第三十八話 二つの道
リタに眉間を撃ち抜かれ、額から血を流した見届人が力無く倒れ伏す。
「死なせない……!」
リタは逃げ惑う人々を踏み越え鉄柵をよじ登ると、処刑台のアラタに向けて一直線に駆け出した。
阿鼻叫喚の地獄と化した刑場に満ちる悲鳴を聞きながら、リタは行く手を遮る衛兵達に発砲して強行する。
その様子を、アラタは何処か遠くのものを見るような目で眺めていた。
(リタ……)
鬼気迫る表情で刑場を突っ切る後輩。無謀にも思えたが、どうやら雑踏の中には仲間もいるらしい。
自分を殺したくてしかたなかったその少女が助けにやってきた現実を受け入れられたのは、彼女が絞首台のてっぺんまで来てからだった。
「かいちょー、逃げるっスよ」
首吊りロープと手錠を外しながらそういうリタに、アラタは震える声で問い掛ける。
「お前、なんで……」
「死なせるわけには行かなくなった。詳しくは後で話すっス!」
そう言って拘束の解けた手をしっかりと握りしめられ、アラタはリタに引っ張られるがままに刑場の裏口から脱出し、そこに停めてあった車に乗り込んだ。
*
緊張感に包まれた無言の車内。
窓から見える外の景色から、セントラルシティを西に出るつもりらしい。
あまりにもあっさり、拍子抜けするほどすんなり脱出できたのを見るに、相当数の内通者がいたことはまず間違いない。

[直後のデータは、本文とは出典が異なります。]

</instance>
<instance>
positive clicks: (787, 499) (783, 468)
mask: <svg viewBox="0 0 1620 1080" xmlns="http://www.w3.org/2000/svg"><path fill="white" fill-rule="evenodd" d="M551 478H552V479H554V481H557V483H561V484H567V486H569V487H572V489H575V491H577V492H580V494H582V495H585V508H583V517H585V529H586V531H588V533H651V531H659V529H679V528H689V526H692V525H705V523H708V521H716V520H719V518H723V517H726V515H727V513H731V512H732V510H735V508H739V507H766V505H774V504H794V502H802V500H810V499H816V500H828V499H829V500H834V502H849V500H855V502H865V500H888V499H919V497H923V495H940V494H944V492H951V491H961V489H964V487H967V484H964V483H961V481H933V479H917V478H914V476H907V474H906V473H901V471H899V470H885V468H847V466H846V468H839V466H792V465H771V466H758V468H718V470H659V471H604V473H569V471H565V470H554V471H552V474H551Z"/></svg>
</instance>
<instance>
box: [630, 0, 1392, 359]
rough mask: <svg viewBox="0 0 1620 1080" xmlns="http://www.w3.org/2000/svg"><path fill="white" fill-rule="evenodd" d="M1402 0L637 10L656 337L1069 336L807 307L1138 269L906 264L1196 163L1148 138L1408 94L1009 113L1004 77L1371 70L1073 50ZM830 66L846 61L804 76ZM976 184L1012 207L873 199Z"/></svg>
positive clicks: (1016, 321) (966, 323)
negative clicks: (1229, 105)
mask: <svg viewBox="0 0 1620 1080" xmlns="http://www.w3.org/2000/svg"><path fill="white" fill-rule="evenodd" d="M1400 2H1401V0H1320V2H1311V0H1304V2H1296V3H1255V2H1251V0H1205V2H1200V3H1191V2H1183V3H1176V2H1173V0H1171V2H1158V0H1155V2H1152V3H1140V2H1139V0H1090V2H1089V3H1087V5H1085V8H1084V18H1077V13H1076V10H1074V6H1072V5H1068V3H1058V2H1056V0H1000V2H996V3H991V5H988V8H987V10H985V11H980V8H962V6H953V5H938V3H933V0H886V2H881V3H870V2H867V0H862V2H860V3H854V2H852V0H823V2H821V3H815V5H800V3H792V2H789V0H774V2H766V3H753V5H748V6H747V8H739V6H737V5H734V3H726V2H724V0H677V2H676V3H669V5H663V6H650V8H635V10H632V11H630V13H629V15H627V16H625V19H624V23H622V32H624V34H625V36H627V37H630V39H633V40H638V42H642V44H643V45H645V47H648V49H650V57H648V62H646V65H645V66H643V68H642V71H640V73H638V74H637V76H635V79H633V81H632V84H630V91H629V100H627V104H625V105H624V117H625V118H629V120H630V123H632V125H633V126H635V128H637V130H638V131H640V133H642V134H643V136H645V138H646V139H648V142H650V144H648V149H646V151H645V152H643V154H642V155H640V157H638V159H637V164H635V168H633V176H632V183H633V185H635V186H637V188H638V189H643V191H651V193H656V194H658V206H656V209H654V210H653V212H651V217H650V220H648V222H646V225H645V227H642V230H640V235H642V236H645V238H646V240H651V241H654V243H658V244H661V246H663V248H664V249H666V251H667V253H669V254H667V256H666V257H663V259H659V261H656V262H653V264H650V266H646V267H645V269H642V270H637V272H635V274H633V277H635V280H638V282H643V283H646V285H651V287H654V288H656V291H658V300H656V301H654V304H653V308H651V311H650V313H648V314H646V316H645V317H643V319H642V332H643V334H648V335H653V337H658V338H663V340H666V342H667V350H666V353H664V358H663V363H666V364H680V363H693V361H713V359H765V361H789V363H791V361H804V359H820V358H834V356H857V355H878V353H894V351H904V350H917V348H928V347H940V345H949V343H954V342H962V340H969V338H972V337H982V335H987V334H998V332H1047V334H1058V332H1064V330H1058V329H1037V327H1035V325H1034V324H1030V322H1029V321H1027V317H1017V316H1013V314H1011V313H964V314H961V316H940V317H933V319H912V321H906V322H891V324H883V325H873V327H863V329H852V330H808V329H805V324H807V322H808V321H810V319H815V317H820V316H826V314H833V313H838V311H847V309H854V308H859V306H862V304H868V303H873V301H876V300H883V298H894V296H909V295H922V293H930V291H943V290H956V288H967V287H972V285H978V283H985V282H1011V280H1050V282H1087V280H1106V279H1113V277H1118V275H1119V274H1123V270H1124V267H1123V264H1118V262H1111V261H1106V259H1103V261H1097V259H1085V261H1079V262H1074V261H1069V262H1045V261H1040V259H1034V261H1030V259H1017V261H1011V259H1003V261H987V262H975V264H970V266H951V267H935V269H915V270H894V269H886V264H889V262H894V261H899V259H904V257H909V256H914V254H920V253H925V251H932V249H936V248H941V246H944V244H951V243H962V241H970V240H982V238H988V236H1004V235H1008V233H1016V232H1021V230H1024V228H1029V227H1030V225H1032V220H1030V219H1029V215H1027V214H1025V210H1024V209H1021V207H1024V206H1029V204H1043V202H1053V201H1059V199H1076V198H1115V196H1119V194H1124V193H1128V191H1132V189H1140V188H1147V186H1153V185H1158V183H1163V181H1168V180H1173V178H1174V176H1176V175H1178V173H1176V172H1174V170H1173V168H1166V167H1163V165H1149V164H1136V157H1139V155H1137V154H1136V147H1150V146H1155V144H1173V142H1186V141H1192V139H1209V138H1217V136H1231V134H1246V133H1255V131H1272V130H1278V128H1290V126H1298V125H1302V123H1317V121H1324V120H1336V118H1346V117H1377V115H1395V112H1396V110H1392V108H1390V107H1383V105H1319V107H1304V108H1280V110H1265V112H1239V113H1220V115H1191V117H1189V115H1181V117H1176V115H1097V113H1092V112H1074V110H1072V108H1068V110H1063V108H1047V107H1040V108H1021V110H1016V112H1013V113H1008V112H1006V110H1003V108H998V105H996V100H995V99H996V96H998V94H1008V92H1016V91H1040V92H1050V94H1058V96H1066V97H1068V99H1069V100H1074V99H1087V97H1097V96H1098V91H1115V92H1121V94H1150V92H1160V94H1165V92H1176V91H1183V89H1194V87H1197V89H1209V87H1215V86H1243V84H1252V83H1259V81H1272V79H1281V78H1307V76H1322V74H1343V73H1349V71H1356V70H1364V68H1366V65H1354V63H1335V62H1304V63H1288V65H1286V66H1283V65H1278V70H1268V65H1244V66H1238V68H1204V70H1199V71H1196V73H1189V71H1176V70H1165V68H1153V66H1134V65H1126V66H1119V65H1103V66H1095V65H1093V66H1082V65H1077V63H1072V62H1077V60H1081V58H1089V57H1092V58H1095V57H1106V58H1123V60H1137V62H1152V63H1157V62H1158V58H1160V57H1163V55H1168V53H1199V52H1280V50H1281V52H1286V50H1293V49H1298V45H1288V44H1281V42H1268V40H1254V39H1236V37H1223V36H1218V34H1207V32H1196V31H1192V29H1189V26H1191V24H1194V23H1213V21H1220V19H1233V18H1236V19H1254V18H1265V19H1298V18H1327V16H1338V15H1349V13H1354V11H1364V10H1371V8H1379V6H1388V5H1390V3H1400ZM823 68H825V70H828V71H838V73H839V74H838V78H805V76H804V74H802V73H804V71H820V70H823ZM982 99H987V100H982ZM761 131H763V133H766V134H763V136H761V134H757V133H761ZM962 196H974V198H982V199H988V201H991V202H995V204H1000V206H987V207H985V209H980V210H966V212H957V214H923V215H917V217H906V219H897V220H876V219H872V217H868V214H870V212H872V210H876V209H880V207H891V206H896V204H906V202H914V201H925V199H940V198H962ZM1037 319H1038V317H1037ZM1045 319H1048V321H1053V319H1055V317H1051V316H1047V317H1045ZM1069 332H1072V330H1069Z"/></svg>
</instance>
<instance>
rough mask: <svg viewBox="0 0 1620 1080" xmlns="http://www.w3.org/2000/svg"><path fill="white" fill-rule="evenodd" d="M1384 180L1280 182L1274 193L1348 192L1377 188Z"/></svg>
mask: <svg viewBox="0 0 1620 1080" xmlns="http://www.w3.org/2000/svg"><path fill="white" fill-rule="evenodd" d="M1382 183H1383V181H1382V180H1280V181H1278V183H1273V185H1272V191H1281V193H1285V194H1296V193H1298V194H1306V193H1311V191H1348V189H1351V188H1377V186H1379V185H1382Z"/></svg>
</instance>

緊張感こそあれど、後ろを尾行されている様子も無い。かなり綿密な準備を行った末の作戦なのだろう。だが、
(俺にそこまでの価値があるのか?)
リタが来たということは、『セラフィムの意志』の残党が関わっているわけではなさそうだ。
アラタの総統暗殺と政権交代によって、『学園』『警備局』『中央』はその権威を完全に失った。
伝聞では三つの機関は一度解体され、諜報員・工作員の一部は現総統スタンフィールド直轄の機関に再編入させられたらしい。
そこに参加させる為に、政権がわざわざ一芝居打ったのか?
(いや、無いだろうな)
思想面での対立や方針の違いこそあっただろうが、スタンフィールド個人は、基本的には前総統アダムスを信奉していた。
それに、アラタのような政治的凶悪犯に白昼堂々脱走されたとあっては、政権の面目は丸つぶれ。
最悪、民主派政権は頼りにならぬと国民に思われて、軍部クーデターの呼び水となる危険さえある。
そんなリスクを背負ってまで自分を脱走させた理由が、アラタには見当もつかなかった。
刑場を立って二時間。人気のない場所まで出たところで、アラタは口を開いた。
「リタ。俺に何をさせようって魂胆だ?」
緊張が緩んだ車内。リタはアラタの方を振り返ると、静かに言った。
「選択です」
「選択?」
リタは頷き、続ける。
「まず、今回の件を指令したのは、スタンフィールド臨時総統。臨時総統は貴方に、ドナルド・アーヴィング理事長の暗殺をさせるつもりっス。
……発端は、再編された機関の諜報員が軍内部でクーデターの兆候があると気づいたことでした。彼らは、理事長を旗印にするつもりっス」
「居場所は?」
「割れてます。
ただ、臨時総統は信頼できる腕利きの部下が少くって、身の回りを守るので手一杯。そこで、かいちょーに白羽の矢が立ったわけっス。
かいちょーなら、裏切りようがないわけですから」
アラタは眉根を寄せた。
「それにしちゃ、随分大それたことをしたな。政権が倒れかねんぞ?」
「それが狙いっスよ。名目上、閣下はまだ臨時の身。民主派とはいえ、軍部独裁の延長線上にいます」
「……それを完全な民主制にするために、わざと?」
「そういうことっス。一度で二度美味しい計画です」
アラタは思わず苦笑した。食わせ物だとは思っていたが、予想以上だったらしい。
スタンフィールドは、本気でこの国を民主国家にするつもりだ。そのためなら、ハラキリも辞さないということだろう。
「それで、俺は何を選択すればいい?」
その問いに、リタは真面目な顔をして一枚の紙切れを差し出した。
「これは、フェイさんから生前預かっていたものっス。
……これを見て、選んでください。あの人の、本当に意志を継ぐか、否か」
そのただならぬ雰囲気に気圧されつつ、アラタは紙切れを開いて中を見る。
on't isten rime minister
これが何を意味するか、アラタは直感的に理解した。
日が西に傾き始める。日没は、まだもう少し先らしい。